While in other nations clubs that develop players can earn transfer fees or training compensation, American youth clubs don't. That has spurred some youth coaches to act as agents and work actively to find foreign clubs for their players, increasing the drive to move kids abroad.

One of the lures of leaving home is the notion that foreign clubs will accelerate the player's development.

"That's not always the case," says Jenkins. "I've seen players come back after a year with a European club and not be better than when they left. You cannot make a blanket statement that if you go abroad you'll be better off.

"Sometimes what a club has to offer looks good on paper, but either the training sessions or living conditions aren't optimal."

It's also important for players to know the club's track record of producing players for its top team and how many players from its youth academy play high-level ball with other clubs.

And how many players does the club bring into its youth program each year? An offer from a famous club may flatter, but realizing the club brings in 40 players from around the world each year puts the invitation into perspective. In some cases, a less glamorous club may have a more successful youth program.

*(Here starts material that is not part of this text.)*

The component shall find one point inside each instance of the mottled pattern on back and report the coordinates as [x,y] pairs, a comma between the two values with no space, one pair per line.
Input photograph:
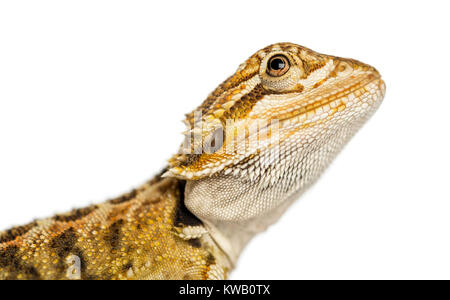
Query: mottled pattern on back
[135,236]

Jenkins emphasizes it's crucial for players to understand the FIFA and national federation regulations when pursuing a move abroad. He cites a young player who joined a foreign club only to learn he wasn't eligible to play in competitive games.

There's also homesickness, the adjustment to a new culture, and the reality that the odds of reaching the top level are still minuscule even if one enters a club's feeder program. Most European clubs field youth and reserve teams while rarely promoting players to their first team.

"I always tell Sebastian, it's one step at a time," says Francisco. "He's still a long way from realizing his dream of playing pro soccer, but we believe West Ham is a great opportunity him."